方靖莘知道,创作者的灵感总是在深夜泉涌,所以陈棠苑也不可避免地成为一个夜间动物。
若是没有白天没什么要事,她多半不会早起。
“最近窝在家里总是找不到灵感,所以想换个地方试一试。”陈棠苑熟门熟路地找了张椅子坐下,“我就呆在角落,不会影响你的。”
方靖莘一脸狐疑,看她的确是掀开电脑屏幕、铺开画纸,安安静静地坐在窗边。于是摇摇头,继续聚精会神地处理报表。

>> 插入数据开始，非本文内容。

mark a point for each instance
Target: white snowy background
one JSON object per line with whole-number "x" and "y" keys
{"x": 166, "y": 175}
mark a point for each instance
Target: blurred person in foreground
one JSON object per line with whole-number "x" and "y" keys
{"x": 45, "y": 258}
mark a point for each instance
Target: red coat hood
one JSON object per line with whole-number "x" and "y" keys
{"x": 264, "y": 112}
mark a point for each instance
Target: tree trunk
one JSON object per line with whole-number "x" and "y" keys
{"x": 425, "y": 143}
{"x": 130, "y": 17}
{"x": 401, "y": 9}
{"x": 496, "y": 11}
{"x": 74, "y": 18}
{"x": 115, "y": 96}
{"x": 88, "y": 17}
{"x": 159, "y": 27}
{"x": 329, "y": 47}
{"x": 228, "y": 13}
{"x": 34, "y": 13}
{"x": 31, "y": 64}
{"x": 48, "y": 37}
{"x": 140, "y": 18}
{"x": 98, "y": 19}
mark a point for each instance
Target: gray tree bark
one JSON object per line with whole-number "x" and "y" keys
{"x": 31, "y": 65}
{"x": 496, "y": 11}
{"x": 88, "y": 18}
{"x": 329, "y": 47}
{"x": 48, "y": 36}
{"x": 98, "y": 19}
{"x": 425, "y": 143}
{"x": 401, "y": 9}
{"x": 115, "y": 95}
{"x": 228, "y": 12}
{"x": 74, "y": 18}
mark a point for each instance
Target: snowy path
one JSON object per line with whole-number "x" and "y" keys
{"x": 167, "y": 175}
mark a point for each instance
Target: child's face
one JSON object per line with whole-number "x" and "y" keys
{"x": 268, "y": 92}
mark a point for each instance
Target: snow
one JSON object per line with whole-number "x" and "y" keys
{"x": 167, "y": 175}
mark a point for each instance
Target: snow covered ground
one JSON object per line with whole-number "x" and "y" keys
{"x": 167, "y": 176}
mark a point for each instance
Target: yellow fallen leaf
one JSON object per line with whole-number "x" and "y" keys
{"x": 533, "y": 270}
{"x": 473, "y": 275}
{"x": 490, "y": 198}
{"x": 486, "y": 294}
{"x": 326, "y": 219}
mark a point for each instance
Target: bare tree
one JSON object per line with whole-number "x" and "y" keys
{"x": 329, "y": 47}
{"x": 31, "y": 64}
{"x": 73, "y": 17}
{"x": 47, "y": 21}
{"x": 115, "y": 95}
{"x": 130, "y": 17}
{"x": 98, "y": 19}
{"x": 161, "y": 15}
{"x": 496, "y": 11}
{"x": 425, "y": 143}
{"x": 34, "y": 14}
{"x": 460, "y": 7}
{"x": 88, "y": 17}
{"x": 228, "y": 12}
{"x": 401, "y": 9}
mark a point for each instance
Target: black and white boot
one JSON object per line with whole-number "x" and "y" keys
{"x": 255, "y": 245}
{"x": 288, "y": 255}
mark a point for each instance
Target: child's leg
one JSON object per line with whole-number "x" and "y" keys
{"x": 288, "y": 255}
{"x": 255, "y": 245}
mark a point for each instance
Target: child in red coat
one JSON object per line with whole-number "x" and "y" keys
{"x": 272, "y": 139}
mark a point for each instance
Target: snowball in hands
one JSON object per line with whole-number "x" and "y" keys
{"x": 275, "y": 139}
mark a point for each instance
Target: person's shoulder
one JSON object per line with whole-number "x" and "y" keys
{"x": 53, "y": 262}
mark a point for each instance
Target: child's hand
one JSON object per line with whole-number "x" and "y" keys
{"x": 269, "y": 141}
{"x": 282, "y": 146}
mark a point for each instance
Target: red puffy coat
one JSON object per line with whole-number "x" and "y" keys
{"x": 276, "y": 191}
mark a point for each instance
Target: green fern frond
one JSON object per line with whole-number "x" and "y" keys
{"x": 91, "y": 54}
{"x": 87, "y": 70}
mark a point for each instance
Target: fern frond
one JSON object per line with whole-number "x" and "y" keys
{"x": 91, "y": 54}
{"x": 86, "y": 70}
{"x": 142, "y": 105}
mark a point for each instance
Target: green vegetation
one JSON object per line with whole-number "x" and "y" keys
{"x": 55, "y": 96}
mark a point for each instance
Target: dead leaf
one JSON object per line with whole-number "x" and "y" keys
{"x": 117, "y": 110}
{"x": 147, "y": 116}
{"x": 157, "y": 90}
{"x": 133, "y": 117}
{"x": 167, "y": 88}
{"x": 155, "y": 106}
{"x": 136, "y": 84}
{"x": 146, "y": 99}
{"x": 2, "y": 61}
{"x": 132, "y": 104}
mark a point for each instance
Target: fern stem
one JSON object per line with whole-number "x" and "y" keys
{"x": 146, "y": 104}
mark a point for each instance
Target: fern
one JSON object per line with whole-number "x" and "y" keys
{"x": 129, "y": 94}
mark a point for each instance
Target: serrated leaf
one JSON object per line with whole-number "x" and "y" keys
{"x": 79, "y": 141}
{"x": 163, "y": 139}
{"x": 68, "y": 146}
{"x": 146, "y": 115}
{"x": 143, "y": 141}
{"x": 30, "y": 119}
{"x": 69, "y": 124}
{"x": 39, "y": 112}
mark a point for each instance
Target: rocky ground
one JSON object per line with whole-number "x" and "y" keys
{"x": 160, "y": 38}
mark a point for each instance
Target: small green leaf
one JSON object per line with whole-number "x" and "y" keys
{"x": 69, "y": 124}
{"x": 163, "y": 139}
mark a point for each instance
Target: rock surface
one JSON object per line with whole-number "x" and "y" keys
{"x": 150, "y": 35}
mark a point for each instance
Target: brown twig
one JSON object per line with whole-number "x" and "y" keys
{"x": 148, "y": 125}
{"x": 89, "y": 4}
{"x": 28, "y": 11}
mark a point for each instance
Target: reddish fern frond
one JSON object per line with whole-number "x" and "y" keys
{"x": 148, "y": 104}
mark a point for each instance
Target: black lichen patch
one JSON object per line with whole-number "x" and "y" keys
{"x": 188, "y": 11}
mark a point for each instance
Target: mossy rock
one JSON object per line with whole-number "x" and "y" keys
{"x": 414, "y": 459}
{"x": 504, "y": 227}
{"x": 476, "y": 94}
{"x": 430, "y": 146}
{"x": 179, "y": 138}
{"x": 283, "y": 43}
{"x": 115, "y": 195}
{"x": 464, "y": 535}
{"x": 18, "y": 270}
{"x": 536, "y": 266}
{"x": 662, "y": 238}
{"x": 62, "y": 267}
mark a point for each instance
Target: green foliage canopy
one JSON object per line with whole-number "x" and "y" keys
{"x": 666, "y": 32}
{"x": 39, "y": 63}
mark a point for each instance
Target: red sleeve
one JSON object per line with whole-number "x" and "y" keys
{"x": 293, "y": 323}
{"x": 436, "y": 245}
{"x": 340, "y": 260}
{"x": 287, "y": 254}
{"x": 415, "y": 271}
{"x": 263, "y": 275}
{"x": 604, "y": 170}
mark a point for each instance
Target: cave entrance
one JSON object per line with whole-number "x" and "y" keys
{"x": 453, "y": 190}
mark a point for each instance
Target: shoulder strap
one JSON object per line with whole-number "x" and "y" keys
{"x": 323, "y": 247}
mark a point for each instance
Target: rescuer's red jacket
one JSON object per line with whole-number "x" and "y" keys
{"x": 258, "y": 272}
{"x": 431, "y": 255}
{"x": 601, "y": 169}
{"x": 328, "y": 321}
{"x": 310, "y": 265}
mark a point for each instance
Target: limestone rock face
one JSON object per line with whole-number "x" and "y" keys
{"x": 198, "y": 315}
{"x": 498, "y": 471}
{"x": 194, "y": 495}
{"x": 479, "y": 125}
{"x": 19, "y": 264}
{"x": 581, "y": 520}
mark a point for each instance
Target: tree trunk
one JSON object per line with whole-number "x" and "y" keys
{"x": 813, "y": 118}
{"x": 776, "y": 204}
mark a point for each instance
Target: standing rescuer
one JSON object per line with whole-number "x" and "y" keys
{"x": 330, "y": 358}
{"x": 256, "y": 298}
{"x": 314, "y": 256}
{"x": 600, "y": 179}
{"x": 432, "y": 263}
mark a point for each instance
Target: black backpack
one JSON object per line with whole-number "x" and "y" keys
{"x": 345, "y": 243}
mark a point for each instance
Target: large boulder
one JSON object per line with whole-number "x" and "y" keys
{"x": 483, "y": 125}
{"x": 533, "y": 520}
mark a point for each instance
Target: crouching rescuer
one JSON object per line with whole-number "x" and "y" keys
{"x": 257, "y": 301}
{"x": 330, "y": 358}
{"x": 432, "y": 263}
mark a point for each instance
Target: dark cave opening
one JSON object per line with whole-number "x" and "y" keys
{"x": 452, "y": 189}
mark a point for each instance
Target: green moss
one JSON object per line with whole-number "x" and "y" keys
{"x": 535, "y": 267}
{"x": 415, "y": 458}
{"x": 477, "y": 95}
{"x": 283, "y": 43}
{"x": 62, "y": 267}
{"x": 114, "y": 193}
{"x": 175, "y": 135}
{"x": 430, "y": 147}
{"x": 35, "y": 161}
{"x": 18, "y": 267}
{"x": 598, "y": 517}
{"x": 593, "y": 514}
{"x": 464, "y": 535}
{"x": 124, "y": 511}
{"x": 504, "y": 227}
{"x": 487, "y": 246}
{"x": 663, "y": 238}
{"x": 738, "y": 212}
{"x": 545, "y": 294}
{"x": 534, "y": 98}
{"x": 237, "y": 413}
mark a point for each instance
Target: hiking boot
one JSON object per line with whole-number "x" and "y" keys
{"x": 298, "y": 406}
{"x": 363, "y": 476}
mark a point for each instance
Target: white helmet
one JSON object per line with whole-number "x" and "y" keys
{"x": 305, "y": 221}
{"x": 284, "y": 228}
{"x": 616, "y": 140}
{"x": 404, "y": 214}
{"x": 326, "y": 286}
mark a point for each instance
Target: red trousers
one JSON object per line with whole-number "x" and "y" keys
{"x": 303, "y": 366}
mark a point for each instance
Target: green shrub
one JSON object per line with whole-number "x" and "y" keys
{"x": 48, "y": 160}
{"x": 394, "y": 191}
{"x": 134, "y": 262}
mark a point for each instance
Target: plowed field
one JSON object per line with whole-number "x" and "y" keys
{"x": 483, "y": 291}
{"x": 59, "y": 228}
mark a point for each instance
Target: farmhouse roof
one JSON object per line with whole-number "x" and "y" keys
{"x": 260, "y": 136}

只是没过多久,方靖莘便受不了地站起来,走到陈棠苑身边,看到她握着画笔的手停在桌角,纯白的画纸中央被凌乱无序的线条涂满。
方靖莘扯掉陈棠苑卡在发间的铅笔。
原本被铅笔在头顶随意束起的丸子头散落下来,深栗色长发软软地披挂在肩头,瀑布似地流泻在修长白皙的颈脖间,与勾在画纸上的线条一样凌乱。
陈棠苑全然未察觉方靖莘的靠近,此时才侧仰起脸去看她。
方靖莘抱着双臂,带着些审视地意味,质问道:“到底怎么了?”
“咦?没怎么呀。”陈棠苑折起被涂得乱七八糟的画纸,塞到最底下。
方靖莘看着表:“你知不知道就这四十分钟左右的时间,你已经叹过第五次气了。”
“是吗。”陈棠苑下意识抓抓脑袋。
方靖莘拉开另一张椅子坐下来:“我还不知道你吗,心事全写在脸上,说吧,发生什么事了?”